The lady in Starbucks this morning, who asked me whether or not I could get a weather report on my laptop computer, was wearing a loud fluffy orange scarf. One of those you would have seen on a starlet in the thirties–all wispy and feathery–hiding neck, chin and shoulders, dwarfing the rest of her body even though she wasn’t exactly petite. She talked with a lisp caused by a cleft palate.
She was genuinely intrigued by the technology and was amazed that I could, if I wanted, listen to radio and watch TV and movies all on my computer. After she had enough information to walk with she put on her long brown leatherette coat, re-wrapped her scarf and left. I looked over at the young lady reading the newspaper at the next table. I couldn’t quite make out from the turn of her mouth, whether she found the scarf-lady or our conversation slightly amusing.

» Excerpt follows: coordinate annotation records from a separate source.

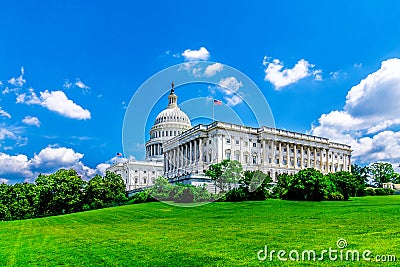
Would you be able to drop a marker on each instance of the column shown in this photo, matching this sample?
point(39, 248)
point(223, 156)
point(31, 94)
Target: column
point(327, 160)
point(315, 157)
point(288, 155)
point(264, 154)
point(165, 163)
point(190, 153)
point(273, 151)
point(321, 159)
point(301, 157)
point(200, 151)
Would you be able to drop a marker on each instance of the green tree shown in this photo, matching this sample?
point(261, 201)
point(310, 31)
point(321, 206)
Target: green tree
point(381, 172)
point(257, 184)
point(361, 175)
point(60, 192)
point(104, 191)
point(396, 178)
point(225, 174)
point(345, 183)
point(307, 184)
point(162, 189)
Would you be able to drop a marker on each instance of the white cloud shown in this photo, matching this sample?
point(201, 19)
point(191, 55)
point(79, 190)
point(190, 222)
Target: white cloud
point(80, 84)
point(280, 77)
point(56, 101)
point(229, 85)
point(67, 84)
point(29, 120)
point(101, 168)
point(4, 134)
point(193, 55)
point(53, 156)
point(18, 165)
point(4, 181)
point(11, 136)
point(19, 81)
point(4, 113)
point(233, 100)
point(211, 70)
point(370, 117)
point(51, 159)
point(48, 160)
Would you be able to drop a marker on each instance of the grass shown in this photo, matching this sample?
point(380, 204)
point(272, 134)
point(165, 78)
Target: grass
point(218, 234)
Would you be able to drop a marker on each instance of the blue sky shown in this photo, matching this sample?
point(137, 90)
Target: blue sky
point(68, 70)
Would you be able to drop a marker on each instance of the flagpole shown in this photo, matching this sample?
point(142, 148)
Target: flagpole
point(213, 110)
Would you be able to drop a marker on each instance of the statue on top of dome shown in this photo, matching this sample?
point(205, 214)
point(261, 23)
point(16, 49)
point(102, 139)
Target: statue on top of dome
point(172, 90)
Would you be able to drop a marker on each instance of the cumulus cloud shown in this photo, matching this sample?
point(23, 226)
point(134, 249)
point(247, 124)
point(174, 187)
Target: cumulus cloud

I’ve spent most of my life wanting to fit in somewhere. If I’m honest, fitting-in has been the hidden quest of my life. Underneath my pursuits, from recreational to intelectual to spiritual, from John Krakauer to Nietzsche to St. Benedict, there is an intense desire in me not to be found amusing, but interesting.
I was in grade nine, on a morning break, when I turned to find myself the object of laughter by a group of classmates. The boy at the centre of the scrum was imitating me, holding up an invisible hair. And I saw myself.
I had a habit of being distracted in school and that morning I became preoccupied with a very long hair I had discovered on the knee of my jeans and had picked it off for closer examination. I didn’t know that I was being carefully examined at the same time.
Dwayne hadn’t counted on my stumbling onto his pantomime of me and when I caught his eyes, for a brief moment, we were both embarrassed. He however had the crowd guffawing and sniggering and recovered quickly, and turning his back to me went on with the show. Well, I only assumed he carried on because at that moment I dropped my head and I left the area immediately. I didn’t recover so quickly. Decades later I still remember the scene with precision.
Places of acceptance are greenhouses for the soul. But true places of acceptance are expansive, inclusive, not held together through the exclusion of some group or person or idea. True places of acceptance are places where you can wean yourself of the intense desire to fit in. When you find a place like this, return to it as often as you can.